Stay away from cryptocurrencies—for now.
While none of them appear to be "going to the moon" like we all thought or hoped they might back in 2021, they have also become a primary source of revenue for scammers looking to take advantage of the popularity of crypto.
The FBI released a Private Industry Notification detailing how cybercriminals are creating fraudulent crypto apps to trick investors into giving them their money.
It says these fraudsters are "claiming to offer legitimate cryptocurrency investment services, and convincing investors to download fraudulent mobile apps, which the cyber criminals have used with increasing success over time to defraud the investors of their cryptocurrency."
A total of 244 victims have been identified, with approximately $42.7 million in losses associated with this activity.
The FBI asks that if any financial institutions or investors believe they have been defrauded through a scam like this to contact the FBI via the Internet Crime Complaint Center (IC3) or their local FBI field office.
Examples of fake crypto apps
One thing the FBI points out is how good these fake apps are at impersonating the real deal. Cybercriminals use the names, logos, and any other identifying information they can use to make an app appear legitimate. Some even use information like what the FBI is citing in this notification to appear even more real.
As an investor, if you visited a fraudulent website that told you to beware of cybercriminals, wouldn't you think that site is legitimate?
The FBI provides three specific examples of this type of cybercrime:
- "Between 22 December 2021 and 7 May 2022, unidentified cyber criminals purporting to be a legitimate US financial institution defrauded at least 28 victims of approximately $3.7 million. The cyber criminals convinced victims to download an app that used the
name and logo of an actual US financial institution and deposit cryptocurrency into wallets associated with the victims' accounts on the app. When 13 of the 28 victims attempted to withdraw funds from the app, they received an email stating they had to pay taxes on their investments before making withdrawals. After paying the supposed tax, the victims remained unable to withdraw funds."
- "Between 4 October 2021 and 13 May 2022, cyber criminals operating under the company name YiBit1 defrauded at least four victims of approximately $5.5 million. The cyber criminals convinced the victims to download the YiBit app and deposit cryptocurrency into wallets associated with the victims' YiBit accounts. Following these deposits, 17 victims received an email stating they had to pay taxes on their investments before withdrawing funds; all 4 victims could not withdraw funds through the app."
- "Between 1 November and 26 November 2021, cyber criminals operating under the company name Supayos, AKA Supay2, defrauded two victims by instructing them to download the Supay app and make multiple cryptocurrency deposits into wallets
associated with their Supay accounts. In November 2021, the cyber criminals told one victim he was enrolled in a program requiring a minimum balance of $900,000 without his consent; upon trying to cancel the subscription, the victim was instructed to deposit the requested funds or have all assets frozen."

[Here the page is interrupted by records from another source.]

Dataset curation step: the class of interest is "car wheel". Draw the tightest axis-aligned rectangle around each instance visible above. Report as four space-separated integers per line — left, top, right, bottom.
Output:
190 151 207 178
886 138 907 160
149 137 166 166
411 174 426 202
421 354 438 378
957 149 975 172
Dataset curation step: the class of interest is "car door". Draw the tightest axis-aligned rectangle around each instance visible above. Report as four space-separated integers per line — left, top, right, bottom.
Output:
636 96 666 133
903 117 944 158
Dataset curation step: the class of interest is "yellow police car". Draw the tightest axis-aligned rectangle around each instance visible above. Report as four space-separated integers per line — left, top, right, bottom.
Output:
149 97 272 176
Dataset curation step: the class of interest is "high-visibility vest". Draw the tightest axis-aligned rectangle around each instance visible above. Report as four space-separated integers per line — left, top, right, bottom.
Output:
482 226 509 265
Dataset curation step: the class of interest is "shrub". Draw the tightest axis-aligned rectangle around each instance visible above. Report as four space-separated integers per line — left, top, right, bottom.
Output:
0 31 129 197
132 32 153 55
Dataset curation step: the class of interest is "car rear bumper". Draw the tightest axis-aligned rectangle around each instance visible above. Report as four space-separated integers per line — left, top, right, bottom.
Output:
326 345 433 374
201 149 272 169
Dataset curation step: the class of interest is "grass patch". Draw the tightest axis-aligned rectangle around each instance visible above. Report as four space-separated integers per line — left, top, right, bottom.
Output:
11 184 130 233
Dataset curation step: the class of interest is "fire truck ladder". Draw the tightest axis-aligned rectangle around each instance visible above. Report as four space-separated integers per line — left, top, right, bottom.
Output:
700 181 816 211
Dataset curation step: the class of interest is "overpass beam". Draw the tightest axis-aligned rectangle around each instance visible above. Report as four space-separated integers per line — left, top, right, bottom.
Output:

Protect yourself against crypto scams
As always, the best way to defend against cybercrime and crypto scams is to practice proper cyber hygiene. Use strong passwords, change them often, implement MFA, know what scams look like, and verify the legitimacy of a site.
But to specifically defend against the type of crypto scams described above by the FBI, the organization provides three recommendations for investors:
- "Be wary of unsolicited requests to download investment applications, especially from individuals you have not met in person or whose identity you have not verified. Take steps to verify an individual's identity before providing them with personal information
or relying on their investment advice."
- "Verify an app is legitimate before downloading it by confirming the company offering the app actually exists, identifying whether the company or app has a website, and ensuring any financial disclosures or documents are tailored to the app’s purpose and the proposed financial activity."
- "Treat applications with limited and/or broken functionality with skepticism."